European Union foreign policy chief Kaja Kallas, third left, attends a meeting of the North Atlantic Council in foreign ministers format at NATO headquarters in Brussels, Friday, April 4, 2025. (AP Photo/Geert Vanden Wijngaert)
Republished April 04, 2025 - 4:43 AM
Original Publication Date April 04, 2025 - 3:31 AM
BRUSSELS (AP) — European NATO allies and Canada on Friday said they are willing to ramp up defense spending but are cool on U.S demands for the size of their military budgets, particularly given President Donald Trump’s readiness to draw closer to Russian leader Vladimir Putin.
U.S. allies have spent billions of dollars more on defense since Putin ordered a full-scale invasion of Ukraine three years ago, but almost a third of them still do not meet NATO’s target of at least 2% of their gross domestic product.
Trump has said that U.S. allies should commit to spending at least 5%, but that would require investment at an unprecedented scale. According to NATO figures, the U.S. was projected to have spent 3.38% last year, the only ally whose spending has dropped over the last decade.
“It is important that we all agree that Russia is a threat. If not, I don’t know why we should always increase more and more defense spending,” Canada's Foreign Minister Melanie Joly told reporters at NATO headquarters in Brussels.
At a summit last year, NATO leaders said Russia "remains the most significant and direct threat to Allies’ security.”
Trump’s public rehabilitation of Putin, who had become an international pariah indicted for war crimes, has disturbed U.S. allies, and they believe the decision to rule out NATO membership for Ukraine weakened Kyiv’s hand at the negotiating table before peace talks have even begun.
Beyond that, Europe and Canada were alarmed last month when the United States split with European allies by refusing to blame Russia for its invasion of Ukraine in votes on three U.N. resolutions seeking an end to the three-year war.

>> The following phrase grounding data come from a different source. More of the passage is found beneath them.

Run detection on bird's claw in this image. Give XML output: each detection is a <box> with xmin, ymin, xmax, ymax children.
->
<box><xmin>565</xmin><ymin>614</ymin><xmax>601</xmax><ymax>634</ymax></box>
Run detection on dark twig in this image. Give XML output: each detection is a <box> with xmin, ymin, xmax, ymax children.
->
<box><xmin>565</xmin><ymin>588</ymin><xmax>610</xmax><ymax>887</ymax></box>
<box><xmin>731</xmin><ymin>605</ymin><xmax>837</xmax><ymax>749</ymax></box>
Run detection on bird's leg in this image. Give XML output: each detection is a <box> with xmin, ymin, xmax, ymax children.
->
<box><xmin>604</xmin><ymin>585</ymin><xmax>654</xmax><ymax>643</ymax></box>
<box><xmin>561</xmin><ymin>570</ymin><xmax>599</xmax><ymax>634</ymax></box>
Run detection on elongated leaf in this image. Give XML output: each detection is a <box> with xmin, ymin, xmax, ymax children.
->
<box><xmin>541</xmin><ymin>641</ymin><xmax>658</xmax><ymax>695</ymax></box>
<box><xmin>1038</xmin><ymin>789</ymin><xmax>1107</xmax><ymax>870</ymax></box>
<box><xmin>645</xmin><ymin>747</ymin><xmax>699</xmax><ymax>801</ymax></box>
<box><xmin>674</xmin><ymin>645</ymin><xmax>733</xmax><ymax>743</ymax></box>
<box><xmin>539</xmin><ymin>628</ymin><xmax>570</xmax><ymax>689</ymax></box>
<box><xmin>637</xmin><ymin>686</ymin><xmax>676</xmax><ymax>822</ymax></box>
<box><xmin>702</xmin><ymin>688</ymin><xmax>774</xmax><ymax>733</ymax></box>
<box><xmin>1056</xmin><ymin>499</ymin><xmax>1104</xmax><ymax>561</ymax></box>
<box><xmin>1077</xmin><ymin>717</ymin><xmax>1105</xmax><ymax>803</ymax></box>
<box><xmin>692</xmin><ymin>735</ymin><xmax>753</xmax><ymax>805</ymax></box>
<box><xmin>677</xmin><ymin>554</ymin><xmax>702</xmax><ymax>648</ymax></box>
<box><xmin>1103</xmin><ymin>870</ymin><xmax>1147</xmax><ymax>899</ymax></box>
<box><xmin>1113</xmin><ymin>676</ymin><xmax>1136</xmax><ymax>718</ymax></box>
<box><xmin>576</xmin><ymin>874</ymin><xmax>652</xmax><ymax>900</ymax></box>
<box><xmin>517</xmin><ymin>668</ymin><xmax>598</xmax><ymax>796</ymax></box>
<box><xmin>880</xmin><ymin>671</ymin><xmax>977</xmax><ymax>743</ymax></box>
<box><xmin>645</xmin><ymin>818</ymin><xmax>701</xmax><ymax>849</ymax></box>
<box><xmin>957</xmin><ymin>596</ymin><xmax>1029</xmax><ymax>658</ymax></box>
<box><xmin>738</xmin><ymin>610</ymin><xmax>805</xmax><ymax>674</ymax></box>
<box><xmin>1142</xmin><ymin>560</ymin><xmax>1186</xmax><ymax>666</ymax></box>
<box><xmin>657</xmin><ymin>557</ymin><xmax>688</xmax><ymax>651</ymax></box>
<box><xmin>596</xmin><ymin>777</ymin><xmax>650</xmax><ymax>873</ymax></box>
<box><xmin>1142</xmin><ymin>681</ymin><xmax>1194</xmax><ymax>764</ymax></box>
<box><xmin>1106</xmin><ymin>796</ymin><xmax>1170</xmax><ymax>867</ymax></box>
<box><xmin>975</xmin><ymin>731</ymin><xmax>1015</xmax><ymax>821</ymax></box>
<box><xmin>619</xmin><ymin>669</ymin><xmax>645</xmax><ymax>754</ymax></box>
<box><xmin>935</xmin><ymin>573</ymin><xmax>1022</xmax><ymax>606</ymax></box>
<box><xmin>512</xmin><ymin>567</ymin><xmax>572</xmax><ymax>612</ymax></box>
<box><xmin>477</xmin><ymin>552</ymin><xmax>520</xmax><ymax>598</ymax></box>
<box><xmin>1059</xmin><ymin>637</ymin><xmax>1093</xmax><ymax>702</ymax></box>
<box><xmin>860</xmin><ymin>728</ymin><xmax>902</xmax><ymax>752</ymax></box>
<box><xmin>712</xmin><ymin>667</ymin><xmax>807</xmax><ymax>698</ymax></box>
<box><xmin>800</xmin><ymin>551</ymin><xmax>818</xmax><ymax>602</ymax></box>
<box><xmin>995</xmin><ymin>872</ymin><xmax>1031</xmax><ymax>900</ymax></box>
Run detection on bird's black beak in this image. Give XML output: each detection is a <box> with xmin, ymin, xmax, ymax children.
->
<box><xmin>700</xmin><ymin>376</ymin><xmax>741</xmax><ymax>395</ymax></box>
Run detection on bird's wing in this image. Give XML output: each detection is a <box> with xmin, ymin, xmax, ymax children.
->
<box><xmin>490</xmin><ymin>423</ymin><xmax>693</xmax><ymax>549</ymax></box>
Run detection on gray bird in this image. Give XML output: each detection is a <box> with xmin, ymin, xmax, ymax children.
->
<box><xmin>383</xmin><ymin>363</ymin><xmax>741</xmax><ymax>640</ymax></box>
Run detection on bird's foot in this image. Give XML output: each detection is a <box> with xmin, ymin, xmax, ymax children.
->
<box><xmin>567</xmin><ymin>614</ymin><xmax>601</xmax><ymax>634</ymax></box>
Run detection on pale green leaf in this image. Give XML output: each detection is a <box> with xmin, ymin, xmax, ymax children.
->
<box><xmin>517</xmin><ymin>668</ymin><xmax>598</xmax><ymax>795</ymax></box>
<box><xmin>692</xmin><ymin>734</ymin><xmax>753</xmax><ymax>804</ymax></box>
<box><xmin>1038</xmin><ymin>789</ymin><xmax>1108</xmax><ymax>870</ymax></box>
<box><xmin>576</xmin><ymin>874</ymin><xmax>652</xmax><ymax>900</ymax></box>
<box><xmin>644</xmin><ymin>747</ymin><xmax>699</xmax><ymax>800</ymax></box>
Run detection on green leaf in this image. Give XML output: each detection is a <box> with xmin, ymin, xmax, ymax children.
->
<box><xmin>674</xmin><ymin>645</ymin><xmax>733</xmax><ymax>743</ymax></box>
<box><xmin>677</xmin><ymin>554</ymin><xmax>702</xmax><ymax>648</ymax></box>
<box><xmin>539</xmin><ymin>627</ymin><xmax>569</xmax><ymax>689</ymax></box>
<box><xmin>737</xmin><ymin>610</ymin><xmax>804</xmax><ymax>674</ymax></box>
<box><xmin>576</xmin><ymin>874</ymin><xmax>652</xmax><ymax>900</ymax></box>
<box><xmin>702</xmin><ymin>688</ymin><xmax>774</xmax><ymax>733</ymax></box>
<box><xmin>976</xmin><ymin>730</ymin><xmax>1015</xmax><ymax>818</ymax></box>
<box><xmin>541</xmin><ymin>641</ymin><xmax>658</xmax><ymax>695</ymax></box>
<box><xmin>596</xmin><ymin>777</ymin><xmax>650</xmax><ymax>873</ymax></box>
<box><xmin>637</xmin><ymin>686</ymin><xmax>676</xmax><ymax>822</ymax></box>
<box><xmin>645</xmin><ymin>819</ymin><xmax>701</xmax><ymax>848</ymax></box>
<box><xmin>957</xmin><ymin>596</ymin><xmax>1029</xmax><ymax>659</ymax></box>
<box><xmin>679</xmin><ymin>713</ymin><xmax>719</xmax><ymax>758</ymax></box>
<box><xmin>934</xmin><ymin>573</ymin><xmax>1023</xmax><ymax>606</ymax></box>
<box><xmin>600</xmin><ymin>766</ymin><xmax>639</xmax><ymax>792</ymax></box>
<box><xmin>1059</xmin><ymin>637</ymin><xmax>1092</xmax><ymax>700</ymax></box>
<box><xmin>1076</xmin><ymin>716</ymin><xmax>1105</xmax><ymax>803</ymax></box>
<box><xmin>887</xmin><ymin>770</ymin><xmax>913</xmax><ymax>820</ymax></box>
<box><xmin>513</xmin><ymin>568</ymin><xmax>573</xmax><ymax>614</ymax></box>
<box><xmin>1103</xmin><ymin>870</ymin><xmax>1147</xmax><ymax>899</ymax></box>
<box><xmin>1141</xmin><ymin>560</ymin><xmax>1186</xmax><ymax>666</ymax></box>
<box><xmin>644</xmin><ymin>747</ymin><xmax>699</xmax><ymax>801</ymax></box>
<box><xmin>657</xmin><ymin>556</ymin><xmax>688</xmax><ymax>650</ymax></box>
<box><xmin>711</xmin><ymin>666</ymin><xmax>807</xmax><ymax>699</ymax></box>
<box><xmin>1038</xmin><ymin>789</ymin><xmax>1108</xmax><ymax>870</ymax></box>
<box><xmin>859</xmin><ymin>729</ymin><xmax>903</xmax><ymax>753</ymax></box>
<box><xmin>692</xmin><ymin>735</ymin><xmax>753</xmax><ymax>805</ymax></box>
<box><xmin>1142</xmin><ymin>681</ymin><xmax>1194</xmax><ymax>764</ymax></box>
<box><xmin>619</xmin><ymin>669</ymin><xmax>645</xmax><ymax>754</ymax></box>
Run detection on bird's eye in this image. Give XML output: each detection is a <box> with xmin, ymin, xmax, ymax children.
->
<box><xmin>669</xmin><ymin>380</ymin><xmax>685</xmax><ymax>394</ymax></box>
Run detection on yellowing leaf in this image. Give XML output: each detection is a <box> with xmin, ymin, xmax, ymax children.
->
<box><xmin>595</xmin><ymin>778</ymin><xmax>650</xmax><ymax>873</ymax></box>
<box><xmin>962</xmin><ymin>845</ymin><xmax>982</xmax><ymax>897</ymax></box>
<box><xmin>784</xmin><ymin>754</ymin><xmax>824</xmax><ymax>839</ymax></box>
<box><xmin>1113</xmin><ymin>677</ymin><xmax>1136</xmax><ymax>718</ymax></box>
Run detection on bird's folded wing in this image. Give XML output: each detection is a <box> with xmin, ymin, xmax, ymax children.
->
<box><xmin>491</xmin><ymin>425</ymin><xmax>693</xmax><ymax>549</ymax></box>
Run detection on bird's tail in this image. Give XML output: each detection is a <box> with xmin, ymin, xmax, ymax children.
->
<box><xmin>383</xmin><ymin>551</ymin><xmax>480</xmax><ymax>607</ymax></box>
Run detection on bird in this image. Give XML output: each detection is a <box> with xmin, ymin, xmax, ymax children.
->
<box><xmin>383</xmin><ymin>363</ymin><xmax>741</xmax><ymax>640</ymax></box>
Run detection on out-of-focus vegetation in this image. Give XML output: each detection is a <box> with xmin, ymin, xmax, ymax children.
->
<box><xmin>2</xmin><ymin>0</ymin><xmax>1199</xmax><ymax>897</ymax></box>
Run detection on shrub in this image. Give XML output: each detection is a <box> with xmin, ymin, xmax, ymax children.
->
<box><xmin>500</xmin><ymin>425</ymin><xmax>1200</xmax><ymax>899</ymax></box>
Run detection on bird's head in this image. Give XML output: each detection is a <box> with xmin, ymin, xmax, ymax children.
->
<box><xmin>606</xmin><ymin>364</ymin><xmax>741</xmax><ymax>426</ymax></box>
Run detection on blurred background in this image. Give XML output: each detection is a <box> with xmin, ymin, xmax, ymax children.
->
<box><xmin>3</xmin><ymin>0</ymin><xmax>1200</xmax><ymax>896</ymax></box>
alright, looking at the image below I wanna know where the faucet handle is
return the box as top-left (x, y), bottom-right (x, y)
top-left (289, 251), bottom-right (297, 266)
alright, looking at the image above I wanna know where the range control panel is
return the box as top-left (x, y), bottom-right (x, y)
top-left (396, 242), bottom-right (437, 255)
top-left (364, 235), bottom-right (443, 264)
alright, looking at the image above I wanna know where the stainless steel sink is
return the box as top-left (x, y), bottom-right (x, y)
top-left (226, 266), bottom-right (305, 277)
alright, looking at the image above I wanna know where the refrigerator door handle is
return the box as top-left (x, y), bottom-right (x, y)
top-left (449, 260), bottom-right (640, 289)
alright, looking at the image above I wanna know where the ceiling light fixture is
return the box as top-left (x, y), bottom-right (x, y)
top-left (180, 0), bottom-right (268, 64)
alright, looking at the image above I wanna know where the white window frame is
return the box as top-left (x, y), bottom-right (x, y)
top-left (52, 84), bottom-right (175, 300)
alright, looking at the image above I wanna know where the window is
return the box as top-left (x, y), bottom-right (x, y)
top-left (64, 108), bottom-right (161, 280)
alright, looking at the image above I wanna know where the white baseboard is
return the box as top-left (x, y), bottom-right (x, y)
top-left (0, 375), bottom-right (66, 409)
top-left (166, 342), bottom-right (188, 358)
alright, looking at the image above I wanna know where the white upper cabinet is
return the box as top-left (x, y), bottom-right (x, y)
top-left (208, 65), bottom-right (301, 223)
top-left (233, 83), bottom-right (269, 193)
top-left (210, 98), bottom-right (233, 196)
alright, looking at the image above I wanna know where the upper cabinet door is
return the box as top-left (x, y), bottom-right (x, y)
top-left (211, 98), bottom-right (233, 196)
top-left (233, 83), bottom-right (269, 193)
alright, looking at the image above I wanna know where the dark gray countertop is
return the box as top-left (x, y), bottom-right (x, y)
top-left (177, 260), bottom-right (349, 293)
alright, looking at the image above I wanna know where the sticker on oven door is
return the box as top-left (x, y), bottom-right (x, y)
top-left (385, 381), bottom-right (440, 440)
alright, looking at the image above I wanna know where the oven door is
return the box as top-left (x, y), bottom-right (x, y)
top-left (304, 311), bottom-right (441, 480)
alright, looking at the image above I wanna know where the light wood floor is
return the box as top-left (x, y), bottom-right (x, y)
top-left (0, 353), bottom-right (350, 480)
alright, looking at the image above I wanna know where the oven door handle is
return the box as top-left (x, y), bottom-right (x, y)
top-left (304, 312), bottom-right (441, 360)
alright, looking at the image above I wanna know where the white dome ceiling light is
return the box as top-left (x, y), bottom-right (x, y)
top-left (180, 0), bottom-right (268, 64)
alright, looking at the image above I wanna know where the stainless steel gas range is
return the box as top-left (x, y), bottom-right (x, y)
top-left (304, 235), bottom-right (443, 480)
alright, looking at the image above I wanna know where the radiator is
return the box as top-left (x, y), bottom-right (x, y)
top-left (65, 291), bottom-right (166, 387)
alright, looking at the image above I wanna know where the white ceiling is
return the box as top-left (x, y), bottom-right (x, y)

U.S. Secretary of State Marco Rubio said Washington is not insisting that its allies hit the 5% spending target overnight, but “we think that’s what NATO allies need to be spending for NATO to face the threats that itself has identified and articulated.”
Rubio said that the extra spending is required to beef up military capabilities.
“We are as involved in NATO today as we have ever been, and we intend to continue to be. But it has to be a real alliance. And that means that our alliance partners have to increase their own capabilities,” he said.
Asked whether the U.S. would also match the 5% target, Rubio said: “Sure. We’re heading there now.”
French Foreign Minister Jean-Noel Barrot said that his country has set itself an “objective of 3%-3.5%, and we are preparing to reach 3%-3.5%, which is about the level of American defense spending.” France was estimated to be spending 2.06% last year.
He said new funds should be spent on European rather than American equipment. In recent years, European allies placed around two-thirds of their equipment orders with U.S. defense companies.
Norwegian Foreign Minister Espen Barth Eide said that NATO members are working on setting a new spending target, to be announced at the next summit in June.
But he said that “5% is of course much more than the U.S. itself spends and it’s a very high ambition and we are not ready to commit to a number at this time. Just as it’s important to spend more, it’s also important to spend more smartly.”